Advertising within mobile apps can leave users open to privacy and security risks, according to research carried out by academics at North Carolina State University.
In a study of 100,000 apps available from Android Market between March and May 2011, 48,139 apps were found to have ad libraries that track the location of phones via GPS, most likely to better target users. Of more concern, 4,190 apps had ad libraries that allowed advertisers themselves to access user locations. Other ad libraries accessed call logs, phone numbers and lists of apps on devices.
The study also found that 297 apps included “aggressive” ad libraries that were set up to download and run code from remote servers, one of the most extreme examples of the risks being presented to user privacy and security.
Assistant professor of computer science at the university, Xuxian Jiang, said code downloaded from the Internet “could be anything” and could potentially launch root exploit attacks to take control of devices in a similar way to the recently discovered Android malware RootSmart.

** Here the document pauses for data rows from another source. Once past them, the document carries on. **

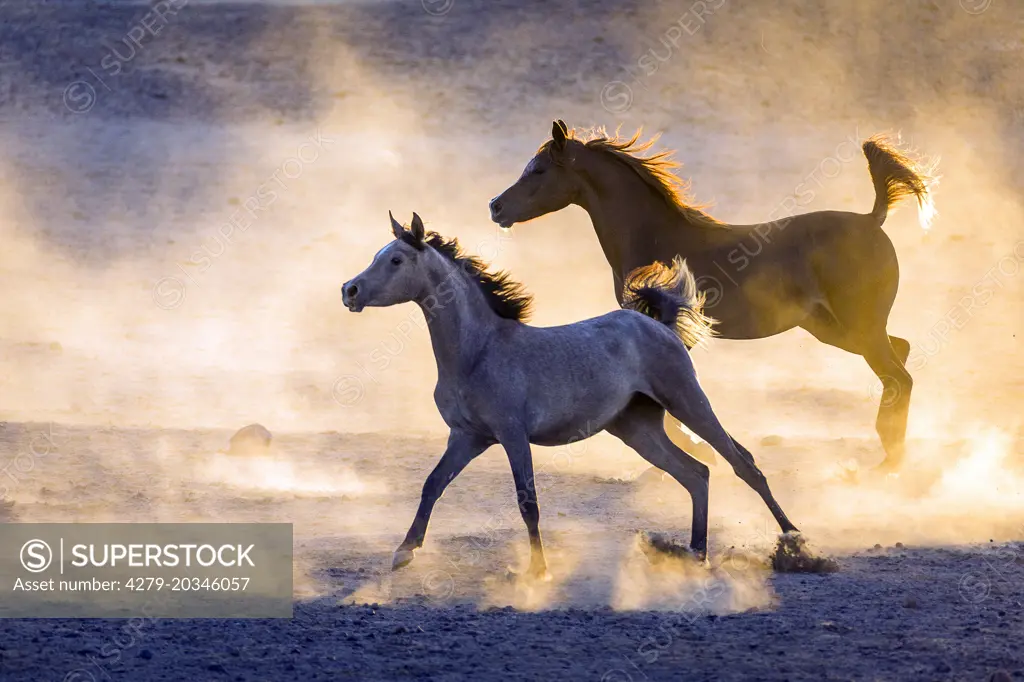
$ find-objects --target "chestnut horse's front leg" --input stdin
[391,429,494,570]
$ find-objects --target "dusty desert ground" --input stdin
[0,0,1024,681]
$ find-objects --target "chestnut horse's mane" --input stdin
[541,123,725,227]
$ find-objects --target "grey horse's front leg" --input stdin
[391,429,494,570]
[499,432,549,580]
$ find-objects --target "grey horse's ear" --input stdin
[412,211,427,242]
[551,121,568,152]
[387,211,406,240]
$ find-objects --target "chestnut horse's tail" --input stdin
[623,256,715,348]
[863,135,938,229]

Many free apps incorporate advertising as a way to generate revenue and use ad libraries to retrieve ads from remote servers to run them on the device. The ad libraries often have the same permissions granted to the apps, despite the user not necessarily being aware of the fact.
These ad libraries could also be a security risk if hackers use them to get past Android’s security protection. Jiang said that to minimise these kinds of risks, ad libraries need to have permissions separate from apps.
“The current model of directly embedding ad libraries in mobile apps does make it convenient for app developers, but also fundamentally introduces privacy and security risks. The best solution would be for Google, Apple and other mobile platform providers to take the lead in providing effective ad-isolation mechanisms,” said Jiang.